An den Olympischen Spielen 1972 in München nahmen zwei deutsche Mannschaften teil. Die westdeutschen Gastgeber scheiterten in der Zwischenrunde auch an der DDR-Vertretung, die heute vor 50 Jahren unter kuriosen Umständen die Bronzemedaille holte. DFB.de wirft einen Blick zurück.

1964 hatte die DDR bei ihrem Olympiadebüt bereits Erfolg gehabt und in Tokio Bronze geholt, 1968 in Mexiko verpasste sie die Qualifikation. In München war sie wieder dabei, nun erstmals unter Nationaltrainer Georg Buschner. In Gruppe D gab es Kantersiege gegen Ghana (4:0) und Kolumbien (6:1) und ein 1:2 gegen Polens Nationalmannschaft.

Dass sich die beiden Ostblockteams in der Vorrunde durchsetzten, verwunderte Experten nicht. Denn es spielten Profis gegen Amateure, bloß dass sich die Profis nicht so nannten. Sie waren alle "Staatsamateure", offiziell in Betrieben oder beim Militär beschäftigt, wo sie in der Regel nur sporadisch ihren Dienst versahen.

Sparwasser hinterlässt ersten Eindruck

In der erstmal bei Olympia ausgetragenen Zwischenrunde kam es zum brisanten ersten offiziellen Länderspiel mit der BRD. Zuvor mussten beide Teams noch zweimal antreten. Der Westen verlor 1:4 gegen Ungarn, der Osten 0:2. Damit war Gold schon weg und weil die BRD auch gegen Mexiko patzte (1:1), während die DDR diesen Gegner 7:0 abfertigte, reichte ihr ein Punkt fürs Halbfinale.

Beeindruckt hatte sie die Westpresse dennoch nicht sonderlich, selbst nach dem Schützenfest gegen Mexiko, das in Ingolstadt stattfand, stand im kicker: "Sie schoß schöne Tore, zeigte aber kein schönes Spiel." Wohl erstmals fiel den westlichen Beobachtern damals der Name Jürgen Sparwasser auf, der Magdeburger erzielte drei Tore.

Geiselnahme beendet fröhliche Spiele

Unmittelbar vor dem Showdown mit Jupp Derwalls Amateuren, die allerdings zumeist in der Bundesliga spielten, wurden die DDR-Spieler Zeugen der großen Tragödie von München. Am Morgen des 5. September drangen palästinensische Terroristen in Hotelzimmer israelischer Sportler ein, ermordeten zwei von ihnen und nahmen neun Geiseln. Es kam zu Verhandlungen mit der Bundesregierung, Innenminister Hans-Dietrich Genscher stand im Hof und sprach mit den Terroristen, die 200 Gefangene freipressen wollten.

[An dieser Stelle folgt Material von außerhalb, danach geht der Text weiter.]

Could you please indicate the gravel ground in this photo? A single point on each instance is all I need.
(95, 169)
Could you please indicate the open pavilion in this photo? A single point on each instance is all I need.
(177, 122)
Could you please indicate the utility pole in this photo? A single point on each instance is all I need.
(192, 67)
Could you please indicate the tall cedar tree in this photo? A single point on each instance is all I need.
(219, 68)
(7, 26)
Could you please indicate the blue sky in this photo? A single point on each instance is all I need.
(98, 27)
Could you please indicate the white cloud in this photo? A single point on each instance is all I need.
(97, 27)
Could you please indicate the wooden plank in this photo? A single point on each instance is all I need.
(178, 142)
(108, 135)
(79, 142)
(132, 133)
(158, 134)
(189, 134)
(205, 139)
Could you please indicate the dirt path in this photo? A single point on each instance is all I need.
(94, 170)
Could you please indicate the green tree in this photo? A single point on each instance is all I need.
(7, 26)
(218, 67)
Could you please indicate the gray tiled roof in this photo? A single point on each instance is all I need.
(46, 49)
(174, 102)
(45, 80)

Schräg gegenüber wohnte die DDR-Auswahl und Hans-Jürgen Kreische zückte seine Kamera. In 11 Freunde erzählte er 2016 von den dramatischen Momenten: "Wir wohnten in einem oberen Stockwerk direkt gegenüber den Israelis, Luftlinie 40 Meter. Dann kam es zur Geiselnahme, morgens um fünf. Während sich auf den umliegenden Gebäuden Scharfschützen postierten, sollten wir auf den Zimmern ausharren. In dieser angespannten Situation fiel mir meine Kamera ein. Mit ihr kroch ich zum Balkon und habe durch einen Spalt zwischen den Blumentöpfen die Leute fotografiert, die unten vor dem Flachbau miteinander verhandelten. Eigentlich war es sehr riskant, aber in dem Moment habe ich mir nichts dabei gedacht. Ich fotografierte einen vermummten Palästinenser mit einer Maschinenpistole im Anschlag."

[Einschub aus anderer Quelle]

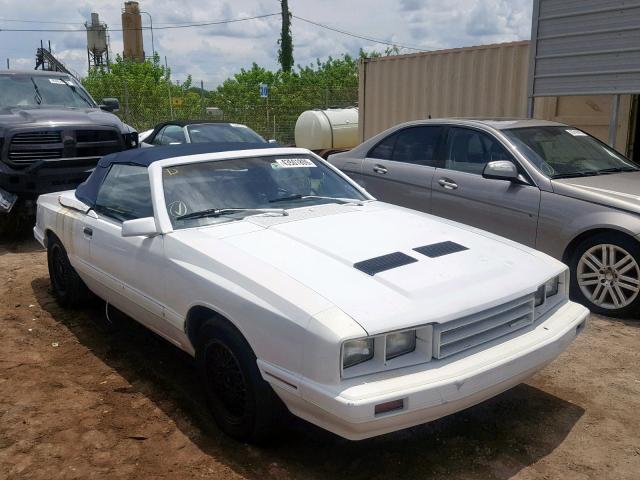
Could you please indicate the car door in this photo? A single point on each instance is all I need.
(131, 269)
(399, 169)
(461, 193)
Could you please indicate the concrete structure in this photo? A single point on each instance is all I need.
(132, 32)
(97, 43)
(482, 81)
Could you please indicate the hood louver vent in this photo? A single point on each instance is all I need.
(384, 262)
(440, 249)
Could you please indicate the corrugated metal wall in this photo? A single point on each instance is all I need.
(585, 47)
(489, 80)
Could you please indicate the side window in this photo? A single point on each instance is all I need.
(469, 150)
(384, 149)
(173, 134)
(125, 193)
(418, 145)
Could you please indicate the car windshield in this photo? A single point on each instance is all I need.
(563, 152)
(225, 190)
(43, 91)
(223, 132)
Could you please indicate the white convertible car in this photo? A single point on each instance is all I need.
(290, 284)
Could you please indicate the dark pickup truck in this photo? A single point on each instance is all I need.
(52, 134)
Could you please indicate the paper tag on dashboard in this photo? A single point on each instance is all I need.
(576, 133)
(292, 163)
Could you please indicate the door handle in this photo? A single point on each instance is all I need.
(448, 183)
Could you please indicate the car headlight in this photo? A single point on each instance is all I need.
(357, 351)
(548, 289)
(552, 287)
(400, 343)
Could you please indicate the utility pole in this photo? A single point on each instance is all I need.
(285, 53)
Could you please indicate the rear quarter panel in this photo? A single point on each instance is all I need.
(563, 218)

Dann gaben ihm die Sicherheitskräfte eindeutige Zeichen in Deckung zu gehen. Das Drama endete bekanntlich noch blutiger, die Geiselbefreiung misslang und zwölf Tote waren zu beklagen. Die Spiele aber mussten weitergehen. Ein Schatten lag nun über ihrem Fortgang, auch über dem deutsch-deutschen Duell. Dennoch war das Olympiastadion am 8. September ausverkauft, wegen der Anschläge wurde es um einen Tag verlegt.

Sieg im Duell mit der BRD

80.000 Zuschauer sahen ein gutes Spiel, für DFB-Trainer Derwall war es "unser bestes". Verloren wurde es dennoch, weil die DDR laut kicker "mannschaftlich geschlossener, körperlich stabiler" war und "mit Jürgen Croy einen der besten Torhüter Europas" besitzt. Dreimal ging der Osten in Führung - durch Jürgen Pommerenke (12.), Joachim Streich (53.) und Joker Eberhard "Matz" Vogel (83.), der als einziger schon in Tokio dabei gewesen war.

Nur zweimal hatte der Westen eine Antwort: Europameister Uli Hoeneß (31.) und der kommende Welttrainer Ottmar Hitzfeld (62.) überwanden Croy. Im DFB-Tor aber stand Hans-Jürgen Bradler vom Aufsteiger VfL Bochum. Die DDR sonnte sich angesichts der ungleichen Kräfteverhältnisse nicht lange in ihrem Erfolg. Trainer Buschner sagte bescheiden: "Wir sind nicht nach München gekommen, um eine Medaille zu holen, sondern hauptsächlich zur Vorbereitung auf die WM 74." An der würden zehn der Olympioniken teilnehmen, auf BRD-Seite nur Uli Hoeneß.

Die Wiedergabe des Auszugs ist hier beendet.